The primary outcome, functional balance was measured with the assessor-rated Berg and Balance Scale (BBS), which has been validated in people with PD [17]. BBS consists of 14 items that assess the balance performance of elderly adults in common everyday life activities on a five-point interval scale (0–4). This scale has a total score that ranges from 0 to 56. A score between 0 and 20 indicates balance deficit, and scores of 21–40 and 41–56 represent acceptable balance and good balance, respectively.

Severity of motor symptoms

The severity of PD-related motor symptoms was measured with the validated Movement Disorder Society-Unified Parkinson’s Disease Rating Scale (MDS-UPDRS) (Chinese version) part III [18], which measures major PD motor symptoms, including tremors, rigidity, bradykinesia, gait, and postural instability. High scores indicate great disease severity. Motor examination was conducted by qualified personnel with a MDS-UPDRS certificate.

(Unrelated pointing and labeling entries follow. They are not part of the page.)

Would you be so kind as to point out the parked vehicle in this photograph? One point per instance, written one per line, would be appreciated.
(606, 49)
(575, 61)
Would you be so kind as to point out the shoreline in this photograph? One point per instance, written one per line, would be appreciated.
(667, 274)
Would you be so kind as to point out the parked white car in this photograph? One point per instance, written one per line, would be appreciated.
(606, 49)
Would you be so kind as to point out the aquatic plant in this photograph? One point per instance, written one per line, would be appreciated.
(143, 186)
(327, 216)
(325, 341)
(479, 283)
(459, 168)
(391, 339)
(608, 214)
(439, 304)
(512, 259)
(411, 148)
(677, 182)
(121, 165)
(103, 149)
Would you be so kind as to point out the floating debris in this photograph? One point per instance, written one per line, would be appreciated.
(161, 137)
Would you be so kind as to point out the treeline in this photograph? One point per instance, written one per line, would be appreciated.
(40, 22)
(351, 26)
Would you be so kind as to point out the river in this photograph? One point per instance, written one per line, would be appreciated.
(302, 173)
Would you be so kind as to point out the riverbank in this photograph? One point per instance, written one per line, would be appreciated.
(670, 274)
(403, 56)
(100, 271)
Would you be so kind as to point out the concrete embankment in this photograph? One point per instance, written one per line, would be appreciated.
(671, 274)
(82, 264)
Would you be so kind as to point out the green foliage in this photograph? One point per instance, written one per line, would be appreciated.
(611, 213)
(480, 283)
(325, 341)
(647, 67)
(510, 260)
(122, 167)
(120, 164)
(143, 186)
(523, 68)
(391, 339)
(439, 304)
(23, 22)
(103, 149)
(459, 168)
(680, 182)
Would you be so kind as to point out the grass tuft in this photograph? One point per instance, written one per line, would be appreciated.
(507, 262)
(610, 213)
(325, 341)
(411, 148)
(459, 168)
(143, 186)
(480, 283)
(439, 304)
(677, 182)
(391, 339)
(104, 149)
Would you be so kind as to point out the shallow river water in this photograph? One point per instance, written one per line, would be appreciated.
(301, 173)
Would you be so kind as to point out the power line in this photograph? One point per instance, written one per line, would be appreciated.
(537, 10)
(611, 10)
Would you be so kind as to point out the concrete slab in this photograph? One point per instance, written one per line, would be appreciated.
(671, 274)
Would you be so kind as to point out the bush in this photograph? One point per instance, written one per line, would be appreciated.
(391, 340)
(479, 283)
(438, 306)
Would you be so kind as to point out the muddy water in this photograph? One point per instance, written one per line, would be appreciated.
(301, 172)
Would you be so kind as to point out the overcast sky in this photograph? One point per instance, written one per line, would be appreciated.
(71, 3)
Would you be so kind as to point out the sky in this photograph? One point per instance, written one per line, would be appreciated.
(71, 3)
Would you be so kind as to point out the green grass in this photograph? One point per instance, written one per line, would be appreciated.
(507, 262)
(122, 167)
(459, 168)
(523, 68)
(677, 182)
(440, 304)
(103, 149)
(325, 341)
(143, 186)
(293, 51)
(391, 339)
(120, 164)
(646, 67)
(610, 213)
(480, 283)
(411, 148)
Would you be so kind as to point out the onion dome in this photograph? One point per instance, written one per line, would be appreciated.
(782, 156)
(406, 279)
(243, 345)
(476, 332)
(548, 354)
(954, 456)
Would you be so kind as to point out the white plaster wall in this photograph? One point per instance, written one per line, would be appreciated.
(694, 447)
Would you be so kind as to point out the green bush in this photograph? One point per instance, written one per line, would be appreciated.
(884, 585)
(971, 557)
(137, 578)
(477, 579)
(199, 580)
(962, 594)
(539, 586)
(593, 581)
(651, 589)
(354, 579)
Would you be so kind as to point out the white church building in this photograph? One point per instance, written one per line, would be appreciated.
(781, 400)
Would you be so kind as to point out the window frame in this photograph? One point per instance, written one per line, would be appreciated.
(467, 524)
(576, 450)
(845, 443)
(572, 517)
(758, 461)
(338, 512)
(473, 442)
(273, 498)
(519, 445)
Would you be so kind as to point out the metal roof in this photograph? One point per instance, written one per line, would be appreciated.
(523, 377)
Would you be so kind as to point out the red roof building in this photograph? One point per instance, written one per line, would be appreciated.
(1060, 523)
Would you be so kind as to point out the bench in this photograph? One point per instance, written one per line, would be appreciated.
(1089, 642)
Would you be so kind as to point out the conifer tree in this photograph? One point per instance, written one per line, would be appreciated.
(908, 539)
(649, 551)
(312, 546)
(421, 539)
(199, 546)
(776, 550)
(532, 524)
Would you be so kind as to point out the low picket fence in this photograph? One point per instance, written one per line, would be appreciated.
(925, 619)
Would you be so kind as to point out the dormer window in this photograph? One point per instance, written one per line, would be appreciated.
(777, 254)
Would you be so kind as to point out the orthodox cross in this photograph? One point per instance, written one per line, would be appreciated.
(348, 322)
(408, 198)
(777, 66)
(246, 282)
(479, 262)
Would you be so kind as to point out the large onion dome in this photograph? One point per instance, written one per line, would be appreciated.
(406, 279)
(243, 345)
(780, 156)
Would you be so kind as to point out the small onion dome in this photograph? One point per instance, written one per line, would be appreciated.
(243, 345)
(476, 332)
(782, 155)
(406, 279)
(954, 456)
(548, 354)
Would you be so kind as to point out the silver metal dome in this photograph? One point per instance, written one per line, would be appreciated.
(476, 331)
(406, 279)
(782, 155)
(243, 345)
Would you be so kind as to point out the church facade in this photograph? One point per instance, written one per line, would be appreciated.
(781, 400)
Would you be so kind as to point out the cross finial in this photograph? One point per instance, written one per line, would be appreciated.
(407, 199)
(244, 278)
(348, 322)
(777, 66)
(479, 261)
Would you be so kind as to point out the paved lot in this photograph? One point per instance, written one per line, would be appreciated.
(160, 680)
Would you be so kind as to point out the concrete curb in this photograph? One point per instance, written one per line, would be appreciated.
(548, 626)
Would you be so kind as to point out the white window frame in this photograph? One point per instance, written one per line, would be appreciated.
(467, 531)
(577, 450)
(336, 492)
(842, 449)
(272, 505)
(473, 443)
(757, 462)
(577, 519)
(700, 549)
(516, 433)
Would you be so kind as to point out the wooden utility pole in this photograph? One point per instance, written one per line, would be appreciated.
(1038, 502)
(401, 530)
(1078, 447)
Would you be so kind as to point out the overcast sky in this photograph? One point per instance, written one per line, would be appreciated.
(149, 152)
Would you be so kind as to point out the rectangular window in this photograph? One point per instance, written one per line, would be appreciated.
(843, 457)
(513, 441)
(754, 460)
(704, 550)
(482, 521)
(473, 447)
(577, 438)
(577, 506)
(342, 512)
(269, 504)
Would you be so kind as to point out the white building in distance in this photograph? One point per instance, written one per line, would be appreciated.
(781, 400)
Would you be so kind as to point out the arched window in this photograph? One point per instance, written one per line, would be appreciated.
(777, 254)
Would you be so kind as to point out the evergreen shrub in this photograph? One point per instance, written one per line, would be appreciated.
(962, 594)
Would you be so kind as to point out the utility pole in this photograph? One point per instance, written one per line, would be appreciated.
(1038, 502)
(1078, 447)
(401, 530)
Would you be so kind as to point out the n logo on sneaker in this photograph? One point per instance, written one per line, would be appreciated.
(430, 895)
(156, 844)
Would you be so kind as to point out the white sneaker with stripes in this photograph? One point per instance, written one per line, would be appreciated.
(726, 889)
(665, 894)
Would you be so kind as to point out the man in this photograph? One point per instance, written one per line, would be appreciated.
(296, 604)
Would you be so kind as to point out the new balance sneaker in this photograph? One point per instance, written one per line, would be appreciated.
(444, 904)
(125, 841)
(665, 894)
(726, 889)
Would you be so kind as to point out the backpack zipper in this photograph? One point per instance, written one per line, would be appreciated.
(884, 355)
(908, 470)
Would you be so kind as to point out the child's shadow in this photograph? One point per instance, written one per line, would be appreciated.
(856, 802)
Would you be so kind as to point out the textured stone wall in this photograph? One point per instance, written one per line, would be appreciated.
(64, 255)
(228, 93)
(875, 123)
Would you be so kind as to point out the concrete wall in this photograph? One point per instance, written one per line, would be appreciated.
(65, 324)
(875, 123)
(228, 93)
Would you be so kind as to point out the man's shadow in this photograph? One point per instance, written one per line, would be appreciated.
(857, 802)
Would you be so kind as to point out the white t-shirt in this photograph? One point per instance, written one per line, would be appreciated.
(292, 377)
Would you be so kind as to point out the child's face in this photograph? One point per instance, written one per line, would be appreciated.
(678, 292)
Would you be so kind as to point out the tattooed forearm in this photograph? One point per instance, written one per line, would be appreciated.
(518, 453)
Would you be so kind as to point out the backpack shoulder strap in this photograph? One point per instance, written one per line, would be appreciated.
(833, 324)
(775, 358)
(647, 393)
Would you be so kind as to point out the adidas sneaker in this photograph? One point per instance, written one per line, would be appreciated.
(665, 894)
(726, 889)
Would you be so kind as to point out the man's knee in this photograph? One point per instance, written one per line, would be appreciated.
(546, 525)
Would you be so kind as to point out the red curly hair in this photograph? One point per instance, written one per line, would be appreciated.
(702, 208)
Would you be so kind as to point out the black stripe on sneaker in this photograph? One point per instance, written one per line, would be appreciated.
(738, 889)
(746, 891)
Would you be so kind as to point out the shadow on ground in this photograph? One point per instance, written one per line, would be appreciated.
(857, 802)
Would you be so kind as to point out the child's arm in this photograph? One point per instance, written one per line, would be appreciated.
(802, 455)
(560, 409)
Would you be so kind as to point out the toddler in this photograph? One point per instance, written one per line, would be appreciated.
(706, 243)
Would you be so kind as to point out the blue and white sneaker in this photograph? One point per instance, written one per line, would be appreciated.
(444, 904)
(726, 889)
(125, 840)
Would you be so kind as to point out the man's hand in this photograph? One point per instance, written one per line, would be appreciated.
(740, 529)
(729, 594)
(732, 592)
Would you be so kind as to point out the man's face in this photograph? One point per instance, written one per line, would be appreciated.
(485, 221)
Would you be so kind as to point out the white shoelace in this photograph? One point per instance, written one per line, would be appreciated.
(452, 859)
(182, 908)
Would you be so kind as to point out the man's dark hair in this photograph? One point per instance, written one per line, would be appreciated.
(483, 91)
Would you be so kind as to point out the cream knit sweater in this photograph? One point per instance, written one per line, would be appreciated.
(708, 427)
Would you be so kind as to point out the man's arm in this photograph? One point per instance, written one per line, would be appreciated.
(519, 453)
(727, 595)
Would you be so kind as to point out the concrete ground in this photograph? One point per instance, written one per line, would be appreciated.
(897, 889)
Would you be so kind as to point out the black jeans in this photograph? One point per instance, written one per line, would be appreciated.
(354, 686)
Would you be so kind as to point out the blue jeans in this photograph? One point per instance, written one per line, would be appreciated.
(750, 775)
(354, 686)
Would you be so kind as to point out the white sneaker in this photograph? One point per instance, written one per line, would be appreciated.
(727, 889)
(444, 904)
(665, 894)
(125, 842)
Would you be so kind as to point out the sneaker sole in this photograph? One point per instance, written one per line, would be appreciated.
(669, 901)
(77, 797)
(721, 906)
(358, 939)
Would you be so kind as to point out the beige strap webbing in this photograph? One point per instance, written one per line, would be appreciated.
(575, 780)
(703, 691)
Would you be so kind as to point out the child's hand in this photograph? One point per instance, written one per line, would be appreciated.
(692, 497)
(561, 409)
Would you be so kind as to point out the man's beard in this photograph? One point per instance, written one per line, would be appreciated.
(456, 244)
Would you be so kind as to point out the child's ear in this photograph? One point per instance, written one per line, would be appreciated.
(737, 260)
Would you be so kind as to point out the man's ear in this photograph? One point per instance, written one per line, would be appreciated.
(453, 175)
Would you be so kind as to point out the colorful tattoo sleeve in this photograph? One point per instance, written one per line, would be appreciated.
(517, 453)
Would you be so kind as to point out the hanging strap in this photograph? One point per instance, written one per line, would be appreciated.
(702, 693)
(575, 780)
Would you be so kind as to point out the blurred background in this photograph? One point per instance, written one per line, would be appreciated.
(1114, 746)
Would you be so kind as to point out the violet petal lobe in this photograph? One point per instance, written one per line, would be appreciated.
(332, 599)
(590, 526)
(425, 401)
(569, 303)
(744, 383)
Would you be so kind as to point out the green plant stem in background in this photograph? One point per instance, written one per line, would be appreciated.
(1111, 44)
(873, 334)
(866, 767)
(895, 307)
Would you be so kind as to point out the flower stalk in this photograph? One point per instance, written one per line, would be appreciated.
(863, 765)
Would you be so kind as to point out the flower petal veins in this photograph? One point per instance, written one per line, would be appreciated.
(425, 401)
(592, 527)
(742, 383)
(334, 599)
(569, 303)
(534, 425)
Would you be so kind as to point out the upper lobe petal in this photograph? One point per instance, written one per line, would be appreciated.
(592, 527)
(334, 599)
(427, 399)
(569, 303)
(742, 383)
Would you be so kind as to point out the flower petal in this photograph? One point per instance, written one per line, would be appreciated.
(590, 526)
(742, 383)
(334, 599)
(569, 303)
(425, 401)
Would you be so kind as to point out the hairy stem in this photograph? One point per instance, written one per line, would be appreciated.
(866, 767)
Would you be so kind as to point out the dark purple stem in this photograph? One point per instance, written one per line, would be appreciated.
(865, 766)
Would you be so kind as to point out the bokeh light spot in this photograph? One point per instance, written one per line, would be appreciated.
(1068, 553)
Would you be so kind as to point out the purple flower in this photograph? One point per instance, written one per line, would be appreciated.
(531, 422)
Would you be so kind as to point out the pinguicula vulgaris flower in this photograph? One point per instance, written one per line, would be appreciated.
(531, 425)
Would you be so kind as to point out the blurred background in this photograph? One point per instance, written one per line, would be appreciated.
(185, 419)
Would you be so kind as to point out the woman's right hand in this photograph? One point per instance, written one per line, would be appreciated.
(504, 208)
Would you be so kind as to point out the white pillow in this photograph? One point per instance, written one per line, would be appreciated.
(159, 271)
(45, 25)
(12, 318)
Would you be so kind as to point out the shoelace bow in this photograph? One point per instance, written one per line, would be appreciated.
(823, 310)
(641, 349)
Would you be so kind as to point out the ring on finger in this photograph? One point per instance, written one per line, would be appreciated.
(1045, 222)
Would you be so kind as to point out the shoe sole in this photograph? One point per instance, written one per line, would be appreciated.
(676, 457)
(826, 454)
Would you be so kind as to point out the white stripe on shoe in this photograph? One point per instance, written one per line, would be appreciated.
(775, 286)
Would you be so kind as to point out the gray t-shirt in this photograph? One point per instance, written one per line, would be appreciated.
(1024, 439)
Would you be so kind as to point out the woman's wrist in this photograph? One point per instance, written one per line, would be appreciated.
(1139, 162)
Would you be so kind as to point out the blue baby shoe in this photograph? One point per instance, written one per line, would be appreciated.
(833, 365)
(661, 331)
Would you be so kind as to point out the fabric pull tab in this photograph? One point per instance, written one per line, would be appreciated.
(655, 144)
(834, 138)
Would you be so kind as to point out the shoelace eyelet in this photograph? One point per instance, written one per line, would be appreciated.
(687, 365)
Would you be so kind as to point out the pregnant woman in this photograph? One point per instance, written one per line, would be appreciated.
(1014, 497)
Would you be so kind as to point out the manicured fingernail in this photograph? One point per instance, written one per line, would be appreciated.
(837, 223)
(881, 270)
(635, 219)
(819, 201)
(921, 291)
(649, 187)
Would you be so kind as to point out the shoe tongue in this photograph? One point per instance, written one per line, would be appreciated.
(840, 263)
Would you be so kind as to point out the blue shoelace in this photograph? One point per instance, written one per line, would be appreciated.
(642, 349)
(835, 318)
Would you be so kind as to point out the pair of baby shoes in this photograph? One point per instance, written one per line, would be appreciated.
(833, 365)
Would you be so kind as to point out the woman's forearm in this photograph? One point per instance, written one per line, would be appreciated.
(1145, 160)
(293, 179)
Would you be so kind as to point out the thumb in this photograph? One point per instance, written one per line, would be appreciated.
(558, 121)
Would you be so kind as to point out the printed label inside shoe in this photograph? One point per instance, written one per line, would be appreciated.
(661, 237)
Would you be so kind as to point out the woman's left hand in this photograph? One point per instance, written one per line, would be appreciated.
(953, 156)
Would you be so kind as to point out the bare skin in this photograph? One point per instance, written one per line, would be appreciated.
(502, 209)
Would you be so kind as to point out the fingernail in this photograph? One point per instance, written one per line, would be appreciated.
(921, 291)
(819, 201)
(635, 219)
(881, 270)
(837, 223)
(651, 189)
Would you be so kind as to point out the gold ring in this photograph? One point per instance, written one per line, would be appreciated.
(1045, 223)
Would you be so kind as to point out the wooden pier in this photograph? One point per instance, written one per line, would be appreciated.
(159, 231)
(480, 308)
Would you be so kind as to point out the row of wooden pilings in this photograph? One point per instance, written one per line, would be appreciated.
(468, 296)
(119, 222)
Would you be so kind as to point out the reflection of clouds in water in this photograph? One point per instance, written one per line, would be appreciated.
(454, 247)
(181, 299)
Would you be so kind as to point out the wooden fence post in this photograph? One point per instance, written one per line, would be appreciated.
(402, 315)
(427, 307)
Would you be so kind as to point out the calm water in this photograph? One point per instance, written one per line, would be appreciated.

Perceived balance confidence

Perceived balance confidence was measured with the Activities-specific Balance Confidence (ABC) Scale (Chinese version) [19], which is a validated and reliable tool that is applied to measure the level of self-perceived confidence in balance from 0% (no confidence) to 100% (full confidence) in 16 indoor and outdoor activities. Participants were asked to report their perceived balance confidence during “on” (ABC-on) and “off” (ABC-off) states. A high ABC score indicates a high level of balance confidence.

Perceived severity of freezing of gait

FOG severity was measured with the validated FOG Questionnaire (Chinese version) (FOGQ) (Cronbach's alpha: 0.94) [20]. FOGQ is a self-reported questionnaire that consists of six items capturing FOG severity and gait. Each item is rated on a five-point interval scale that ranges from 0, which indicates the absence of symptoms, to 4, which indicates the most severe stage of symptoms. The total score of this scale ranges from 0 to 24. A high score indicates severe FOG.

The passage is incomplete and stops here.